O regresso dos professores “titulares”?
Paulo Guinote - Público
Enquanto docente choca-me a evidente opção de regressar ao aspecto mais problemático das reformas encetadas por Maria de Lurdes Rodrigues.
Ao analisar o programa do novo-velho Governo em matéria de Educação, percebe-se que no plano da pedagogia e do trabalho com os alunos nada de novo se apresenta que não seja conhecido desde os anos 80 e 90 do século XX, continuando a fazer-se crer que é novidade o que não passa de reformulação da então chamada “pedagogia do sucesso”. Espalham-se pelos parágrafos termos como “autonomia”, “cidadania”, “flexibilidade”, “inclusão” ou “participação” mas, nas medidas concretas, os mesmos são esvaziados da sua substância original.
Quanto à gestão escolar, percebe-se a partir da única novidade na equipa ministerial que a “descentralização” equivale à “municipalização” de centros de decisão que antes estavam nas escolas. “Avaliar o modelo de administração e gestão das escolas e adequá-lo ao novo quadro que resultou do processo de descentralização” (p. 22 do Programa do XXII Governo Constitucional) é quase a antítese do que se anuncia como o reforço da “autonomia das escolas e os modelos de participação interna”, em especial quando se lê que se pretende “dotar as escolas de meios técnicos que contribuam para uma maior eficiência da sua gestão interna, recorrendo a bolsas de técnicos no quadro da descentralização” e se anuncia o desejo de “concretização de um princípio de educação a tempo inteiro, ao longo de toda a escolaridade básica” (p. 142). Não é muito difícil perceber que parte da oferta educativa (extra?) curricular será assegurada por pessoal técnico com origem nas autarquias e não no corpo docente.
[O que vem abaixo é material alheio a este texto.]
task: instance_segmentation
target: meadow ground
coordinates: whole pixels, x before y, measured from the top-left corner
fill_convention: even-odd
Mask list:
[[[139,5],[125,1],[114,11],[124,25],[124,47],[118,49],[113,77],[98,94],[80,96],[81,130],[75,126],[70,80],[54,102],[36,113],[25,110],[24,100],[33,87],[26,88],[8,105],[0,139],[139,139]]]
Enquanto encarregado de educação, há opções que me levantam enormes reservas ao nível da desvalorização de uma cultura meritocrática, em favor de um conceito “transbordante” de “inclusão” que leva à passagem de uma incontestável necessidade de igualdade de oportunidades no sistema educativo à quase obrigatoriedade de uma igualdade de resultados “à saída” (p. 141) que levará quase necessariamente a uma escola pública de segunda escolha da qual fugirão quase todos os que tenham meios para isso.
Mas é enquanto docente que me choca mais a evidente opção, disseminada em sinais dispersos pelo programa do governo, por regressar ao aspecto mais problemático das reformas encetadas por Maria de Lurdes Rodrigues. Não me refiro ao facto de se manter inflexível um modelo único, unipessoal e centralizado, de gestão escolar que já em muitos pontos do país foi submetido ao poder autárquico. Refiro-me ao regresso de uma lógica de divisão horizontal da carreira docente com a criação de um patamar reservado a uma minoria de docentes que terão acesso exclusivo a funções de chefia e a níveis de remuneração específicos. Em nome da necessidade, apresentada como imperiosa, de rever as chamadas “carreiras especiais”, considera-se incomportável para as finanças públicas um encargo anual de 200 milhões (calculados de forma truncada como “despesa”, escondendo que muito desse valor fica retido como “receita” do Fisco ou da Segurança Social/CGA) com as progressões nessas carreiras, pois isso limitará, alegadamente, “a política salarial na próxima década” e impedirá “uma política de incentivos na Administração Pública que premeie a excelência e o cumprimento de objetivos predefinidos” (p. 8).
Conjugando este propósito com o de “avaliar a criação de medidas de reforço e valorização das funções de direção das escolas, incluindo as chefias intermédias”, fica-se perante um cenário em que as funções de direcção e de chefia intermédia ao serviço de uma lógica de obediência hierárquica serão desligadas das dos restantes docentes “lectivos”. Sendo que, pelo seu número, os docentes que assim serão “valorizados” serão muito menos do que o terço antes reservado aos professores “titulares” do Estatuto da Carreira Docente de 2007.
O projecto de uma carreira docente “lectiva” quase plana, com um número muito reduzido de progressões, é antigo e foi tentado depois do primeiro governo de Sócrates, de forma algo tímida pelo do PSD/CDS nos tempos da troika, mas acabou por não avançar porque o congelamento das progressões e da contagem do tempo de serviço o tornou desnecessário.
Mas regressa agora de modo claro com este Governo, com pretextos demagógicos e fundamentação falaciosa. Com Alexandra Leitão a coordenar a revisão das “carreiras especiais” serão muitos os que perceberão que a forma abusiva como ela tratou diversas matérias enquanto secretária de Estado da Educação veio para ficar. E que a lógica dos “titulares” regressou em força e tem fortes âncoras nas escolas, entre os potenciais “valorizados”.